- Born: 17 August 1866 Govan, Scotland
- Died: 6 November 1949 (aged 83) Glasgow, Scotland
- Known for: Embroidery
- Awards: Lauder Prize, 1939

= Anne Knox Arthur =

Scottish artist and author

Anne Knox Arthur (17 August 1866 - 6 November 1949) was a Scottish artist and author, specialising in embroidery. She became Head of the Embroidery Department of the Glasgow School of Art in 1928. She won the Lauder Prize in 1939.

==Life==

Anne Knox Arthur, known as Annie, was born at Harmony House in Govan in 1866. In 1891 she was a Kindergarten teacher, staying at 7 Finlayson Place (the street is now called Clouston Street) in the North Kelvinside / Maryhill area. She was to follow her elder sister Emily to art school in Glasgow.

Annie's father was Robert Arthur (16 January 1830 - 6 March 1888), a draughtsman, engraver, printer and lithographer, a son of Robert Arthur and Ann Urie. In 1861 he is in 7 Finlayson Place with his young family, and his sisters and his brother in law Evelyne Mirton. Evelyne was then 14 and his occupation was an engraver.

Annie's mother was Emily Morley (born c. 1839 in England), sometimes known as Emily Mirton. Emily and Robert married on 2 March 1855 and had a large family. Annie's brothers were:- Robert Arthur (born c. 1857); James Arthur (born c. 1859), he married a Janet Lyburn (born 6 August 1860) on 10 September 1880; and John Arthur (born 23 December 1873). Annie's sisters were:- Louie Arthur (c. 1871 - 10 July 1955), she married a David Dehane Napier; Edith Mary Arthur (born c. 1877); and Emily Arthur (born c. 1862), who became an art student before Annie.
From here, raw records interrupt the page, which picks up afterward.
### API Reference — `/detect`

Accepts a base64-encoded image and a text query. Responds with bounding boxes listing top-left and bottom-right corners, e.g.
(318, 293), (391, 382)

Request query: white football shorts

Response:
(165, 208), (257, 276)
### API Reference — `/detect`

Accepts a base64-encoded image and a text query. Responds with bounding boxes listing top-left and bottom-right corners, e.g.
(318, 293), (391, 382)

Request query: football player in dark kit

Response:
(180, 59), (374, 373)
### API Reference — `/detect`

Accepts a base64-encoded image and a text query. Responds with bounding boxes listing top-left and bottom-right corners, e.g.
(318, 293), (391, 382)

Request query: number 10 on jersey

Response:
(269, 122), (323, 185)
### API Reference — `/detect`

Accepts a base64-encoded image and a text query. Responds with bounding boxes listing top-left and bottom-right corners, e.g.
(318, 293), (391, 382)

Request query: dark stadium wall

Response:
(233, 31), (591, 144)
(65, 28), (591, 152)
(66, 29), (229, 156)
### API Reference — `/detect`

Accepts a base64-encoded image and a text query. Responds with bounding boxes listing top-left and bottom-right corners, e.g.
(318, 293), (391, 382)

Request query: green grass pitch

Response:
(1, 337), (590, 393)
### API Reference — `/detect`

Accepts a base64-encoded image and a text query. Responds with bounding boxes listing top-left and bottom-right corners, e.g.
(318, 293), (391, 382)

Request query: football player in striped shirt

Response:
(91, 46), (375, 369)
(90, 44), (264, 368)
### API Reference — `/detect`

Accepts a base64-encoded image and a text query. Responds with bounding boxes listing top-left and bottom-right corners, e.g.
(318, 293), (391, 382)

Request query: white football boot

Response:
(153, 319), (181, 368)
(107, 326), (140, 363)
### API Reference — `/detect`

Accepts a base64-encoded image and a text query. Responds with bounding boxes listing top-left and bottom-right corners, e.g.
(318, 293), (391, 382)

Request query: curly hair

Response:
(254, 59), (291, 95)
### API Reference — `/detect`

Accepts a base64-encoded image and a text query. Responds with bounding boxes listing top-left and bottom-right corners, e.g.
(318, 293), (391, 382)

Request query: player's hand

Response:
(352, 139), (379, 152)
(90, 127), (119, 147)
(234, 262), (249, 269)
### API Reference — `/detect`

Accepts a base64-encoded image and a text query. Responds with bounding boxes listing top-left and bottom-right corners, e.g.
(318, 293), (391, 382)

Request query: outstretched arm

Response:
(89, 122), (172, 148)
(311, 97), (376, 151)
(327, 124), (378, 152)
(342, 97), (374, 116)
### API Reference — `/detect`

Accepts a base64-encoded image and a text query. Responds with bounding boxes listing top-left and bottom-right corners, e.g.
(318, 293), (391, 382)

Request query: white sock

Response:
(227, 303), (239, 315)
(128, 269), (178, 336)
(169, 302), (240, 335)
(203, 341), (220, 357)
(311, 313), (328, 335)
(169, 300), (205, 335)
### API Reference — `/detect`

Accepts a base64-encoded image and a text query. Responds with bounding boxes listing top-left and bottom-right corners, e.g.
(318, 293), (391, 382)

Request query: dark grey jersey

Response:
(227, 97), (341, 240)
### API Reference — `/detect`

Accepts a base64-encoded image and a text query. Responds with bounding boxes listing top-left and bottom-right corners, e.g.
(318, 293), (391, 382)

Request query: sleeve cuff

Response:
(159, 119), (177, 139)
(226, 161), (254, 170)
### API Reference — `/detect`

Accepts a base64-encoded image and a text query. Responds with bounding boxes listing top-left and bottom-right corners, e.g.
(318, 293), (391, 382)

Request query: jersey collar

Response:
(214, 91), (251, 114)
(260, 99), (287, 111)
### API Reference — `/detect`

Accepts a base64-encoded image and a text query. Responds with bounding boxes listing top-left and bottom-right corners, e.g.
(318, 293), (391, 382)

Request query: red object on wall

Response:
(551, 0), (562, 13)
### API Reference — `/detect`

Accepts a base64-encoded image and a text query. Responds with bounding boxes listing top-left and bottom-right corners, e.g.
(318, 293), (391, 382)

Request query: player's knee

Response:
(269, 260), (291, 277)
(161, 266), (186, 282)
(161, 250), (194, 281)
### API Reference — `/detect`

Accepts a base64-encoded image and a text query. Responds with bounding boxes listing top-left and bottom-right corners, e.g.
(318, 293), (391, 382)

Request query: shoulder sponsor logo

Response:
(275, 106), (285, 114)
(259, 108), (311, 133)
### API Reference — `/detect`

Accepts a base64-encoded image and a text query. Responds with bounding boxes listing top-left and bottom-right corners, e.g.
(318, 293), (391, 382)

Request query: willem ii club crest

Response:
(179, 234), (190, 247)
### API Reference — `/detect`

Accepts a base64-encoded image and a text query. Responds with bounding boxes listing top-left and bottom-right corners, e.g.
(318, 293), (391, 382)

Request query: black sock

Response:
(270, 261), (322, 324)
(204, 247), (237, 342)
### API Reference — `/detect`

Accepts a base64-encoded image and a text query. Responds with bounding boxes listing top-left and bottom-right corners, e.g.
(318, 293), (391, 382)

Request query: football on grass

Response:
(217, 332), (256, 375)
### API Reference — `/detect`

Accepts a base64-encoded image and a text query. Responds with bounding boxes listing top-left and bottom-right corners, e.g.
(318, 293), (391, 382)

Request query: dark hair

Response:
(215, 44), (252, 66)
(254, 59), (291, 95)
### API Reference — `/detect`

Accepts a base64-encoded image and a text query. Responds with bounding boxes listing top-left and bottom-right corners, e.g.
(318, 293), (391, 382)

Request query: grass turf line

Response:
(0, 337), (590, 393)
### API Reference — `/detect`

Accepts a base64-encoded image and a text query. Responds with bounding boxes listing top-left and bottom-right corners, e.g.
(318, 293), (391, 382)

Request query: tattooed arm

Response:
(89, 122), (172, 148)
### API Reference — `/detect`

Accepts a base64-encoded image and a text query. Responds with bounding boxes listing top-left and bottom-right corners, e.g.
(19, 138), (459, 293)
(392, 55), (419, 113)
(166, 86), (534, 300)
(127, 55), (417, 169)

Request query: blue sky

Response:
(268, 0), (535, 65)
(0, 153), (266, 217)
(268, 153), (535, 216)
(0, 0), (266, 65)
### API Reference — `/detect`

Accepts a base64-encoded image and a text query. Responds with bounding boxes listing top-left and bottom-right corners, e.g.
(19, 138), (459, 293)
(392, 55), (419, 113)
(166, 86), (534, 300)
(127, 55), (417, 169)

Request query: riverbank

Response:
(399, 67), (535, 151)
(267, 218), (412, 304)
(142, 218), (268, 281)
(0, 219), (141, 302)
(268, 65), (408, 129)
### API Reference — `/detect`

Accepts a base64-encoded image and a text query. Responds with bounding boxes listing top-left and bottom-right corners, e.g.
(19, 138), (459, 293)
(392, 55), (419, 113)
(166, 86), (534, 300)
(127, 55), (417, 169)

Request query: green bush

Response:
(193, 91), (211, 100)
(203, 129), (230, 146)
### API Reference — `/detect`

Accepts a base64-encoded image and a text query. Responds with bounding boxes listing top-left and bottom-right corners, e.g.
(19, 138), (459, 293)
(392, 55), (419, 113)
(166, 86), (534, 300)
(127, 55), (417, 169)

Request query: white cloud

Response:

Annie later stayed at 15 Rose Street, Glasgow, where she set up a studio.

==Art==

She went to the Glasgow School of Art from 1908 and graduated there around 1912.

She became a teacher there from 1912 to 1931. She taught embroidery, china painting and decorative leatherwork. In 1928 she succeeded Ann Macbeth as head of the embroidery department.

She left the Art School in 1931, when she set up the Arthur Studios at her home in 15 Rose Street, Glasgow.

In the Glasgow Society of Lady Artists exhibition of October–November 1939, Arthur won the Lauder Prize for her needlework of a curtain patterned in blue and red.

==Death==

She died of lung cancer at her home in 15 Rose Street on 6 November 1949 in Glasgow, at the age of 83 in the city centre.

==Works==

She wrote a book on embroidery in 1920 and it was published again in 1931.

She also wrote for the Blackie's Girls Annual of 1925 and subsequent editions in which she explained raffia work.